The result is genuinely magnetic. The iron content is dense enough that the shell responds to a magnet, an almost unheard-of trait in the animal kingdom.
Why Build a Shell Out of Metal?
Hydrothermal vents are an extraordinarily hostile place to live. The water pouring out of nearby vent chimneys can exceed 350°C, and it’s saturated with dissolved metals and sulfides that would poison most animals, according to Forbes. The scaly-foot snail doesn’t live directly in that scalding water, but it does live close enough that its iron-reinforced armor is thought to help protect it from both the chemical environment and predators navigating the same harsh terrain.
Researchers studying its genome have also found that the same genes responsible for forming its scales and shell are related to genes found in other mollusks, like the beak of a squid or the shell of a chiton, according to ScienceDaily. The scaly-foot snail didn’t invent a new biological trick from scratch, it repurposed existing machinery to build something no other known animal has.
An Endangered Metal Snail
Despite thriving in one of the most extreme environments on Earth, the scaly-foot snail is now listed as Endangered by the IUCN, the first hydrothermal vent species ever assessed that way, according to a 2025 population study. The threat isn’t temperature or toxicity, it’s deep-sea mining. The same vent fields the snail depends on are being targeted for their mineral deposits, and because the species lives in only three known locations, losing even one vent field could be catastrophic for its total population.

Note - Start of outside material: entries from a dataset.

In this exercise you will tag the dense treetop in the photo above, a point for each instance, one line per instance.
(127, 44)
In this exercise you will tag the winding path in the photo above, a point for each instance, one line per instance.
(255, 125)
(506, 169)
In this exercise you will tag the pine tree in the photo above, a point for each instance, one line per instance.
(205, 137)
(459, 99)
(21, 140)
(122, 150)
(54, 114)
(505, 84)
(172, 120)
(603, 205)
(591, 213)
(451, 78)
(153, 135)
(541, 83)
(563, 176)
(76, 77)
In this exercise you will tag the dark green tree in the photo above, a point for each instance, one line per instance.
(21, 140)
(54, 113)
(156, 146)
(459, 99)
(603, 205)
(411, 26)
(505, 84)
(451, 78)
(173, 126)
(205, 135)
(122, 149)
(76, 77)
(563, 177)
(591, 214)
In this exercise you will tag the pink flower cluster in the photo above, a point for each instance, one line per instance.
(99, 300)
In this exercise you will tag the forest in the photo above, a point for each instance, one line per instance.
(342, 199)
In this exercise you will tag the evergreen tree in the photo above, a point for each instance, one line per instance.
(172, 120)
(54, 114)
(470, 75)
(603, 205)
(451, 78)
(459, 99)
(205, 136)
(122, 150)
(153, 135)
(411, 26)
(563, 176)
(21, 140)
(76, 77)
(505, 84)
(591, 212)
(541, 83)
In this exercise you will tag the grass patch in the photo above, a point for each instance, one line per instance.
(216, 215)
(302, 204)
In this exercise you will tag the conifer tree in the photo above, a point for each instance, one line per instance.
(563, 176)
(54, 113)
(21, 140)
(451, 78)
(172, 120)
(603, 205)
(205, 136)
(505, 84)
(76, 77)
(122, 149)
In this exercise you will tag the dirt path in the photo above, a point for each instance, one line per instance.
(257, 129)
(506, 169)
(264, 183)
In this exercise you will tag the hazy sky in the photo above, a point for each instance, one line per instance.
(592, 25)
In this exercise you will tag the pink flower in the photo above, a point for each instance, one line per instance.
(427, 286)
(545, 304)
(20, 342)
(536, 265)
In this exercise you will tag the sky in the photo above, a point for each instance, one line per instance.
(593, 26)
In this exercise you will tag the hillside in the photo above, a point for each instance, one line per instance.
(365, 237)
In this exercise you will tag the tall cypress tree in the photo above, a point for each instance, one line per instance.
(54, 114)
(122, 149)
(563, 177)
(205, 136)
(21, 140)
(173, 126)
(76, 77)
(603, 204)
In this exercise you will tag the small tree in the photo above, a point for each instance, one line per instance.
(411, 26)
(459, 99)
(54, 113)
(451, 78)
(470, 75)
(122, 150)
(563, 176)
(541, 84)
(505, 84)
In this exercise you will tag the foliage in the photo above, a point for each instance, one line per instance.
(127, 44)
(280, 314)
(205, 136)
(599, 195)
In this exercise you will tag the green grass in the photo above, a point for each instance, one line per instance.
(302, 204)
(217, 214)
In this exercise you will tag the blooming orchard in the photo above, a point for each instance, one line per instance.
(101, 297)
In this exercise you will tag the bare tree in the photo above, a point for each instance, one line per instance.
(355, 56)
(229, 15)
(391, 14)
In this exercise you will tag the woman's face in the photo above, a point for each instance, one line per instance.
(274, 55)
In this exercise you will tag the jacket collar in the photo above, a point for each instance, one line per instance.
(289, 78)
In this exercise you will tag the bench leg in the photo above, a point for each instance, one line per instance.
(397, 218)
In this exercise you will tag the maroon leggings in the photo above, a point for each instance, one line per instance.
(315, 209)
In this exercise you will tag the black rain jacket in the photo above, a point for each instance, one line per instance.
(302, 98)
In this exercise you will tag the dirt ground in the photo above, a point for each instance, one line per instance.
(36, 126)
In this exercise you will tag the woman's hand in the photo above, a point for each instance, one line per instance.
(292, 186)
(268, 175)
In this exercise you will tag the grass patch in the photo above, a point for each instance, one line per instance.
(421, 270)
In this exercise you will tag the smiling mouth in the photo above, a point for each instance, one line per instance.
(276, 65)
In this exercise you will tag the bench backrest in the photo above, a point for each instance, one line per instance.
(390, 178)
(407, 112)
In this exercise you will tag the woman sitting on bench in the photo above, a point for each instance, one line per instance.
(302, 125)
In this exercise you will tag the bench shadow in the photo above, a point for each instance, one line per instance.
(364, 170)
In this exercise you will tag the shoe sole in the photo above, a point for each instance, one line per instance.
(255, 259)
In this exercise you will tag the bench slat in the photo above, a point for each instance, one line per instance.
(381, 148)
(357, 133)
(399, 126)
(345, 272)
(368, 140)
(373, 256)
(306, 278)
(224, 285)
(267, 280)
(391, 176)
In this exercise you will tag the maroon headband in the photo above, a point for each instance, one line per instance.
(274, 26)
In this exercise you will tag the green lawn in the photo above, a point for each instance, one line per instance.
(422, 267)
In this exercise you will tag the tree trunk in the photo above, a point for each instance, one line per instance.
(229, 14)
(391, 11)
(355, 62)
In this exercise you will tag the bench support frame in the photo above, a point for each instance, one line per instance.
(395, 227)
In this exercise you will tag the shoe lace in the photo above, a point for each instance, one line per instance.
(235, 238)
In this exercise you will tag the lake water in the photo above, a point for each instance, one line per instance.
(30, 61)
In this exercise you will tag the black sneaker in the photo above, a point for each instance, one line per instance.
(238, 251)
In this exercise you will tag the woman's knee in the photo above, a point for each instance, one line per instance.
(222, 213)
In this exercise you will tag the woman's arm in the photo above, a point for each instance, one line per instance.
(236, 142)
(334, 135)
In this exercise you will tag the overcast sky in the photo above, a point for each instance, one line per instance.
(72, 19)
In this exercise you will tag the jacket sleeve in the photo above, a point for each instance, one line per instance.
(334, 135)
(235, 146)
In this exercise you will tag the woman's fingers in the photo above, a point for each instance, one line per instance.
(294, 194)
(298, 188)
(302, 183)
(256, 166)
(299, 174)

Frequently Asked Questions
Is the scaly-foot snail’s shell really made of metal? Yes. Its shell and foot scales incorporate iron sulfide minerals, primarily pyrite and greigite, making it the only known animal to build iron directly into its skeleton.
Where does the scaly-foot snail live? It’s found only at three hydrothermal vent fields in the Indian Ocean, at depths between roughly 2,400 and 2,900 metres.
The scaly-foot snail remains one of the clearest examples in nature of an animal solving an extreme survival problem in a way nothing else on Earth has managed to replicate.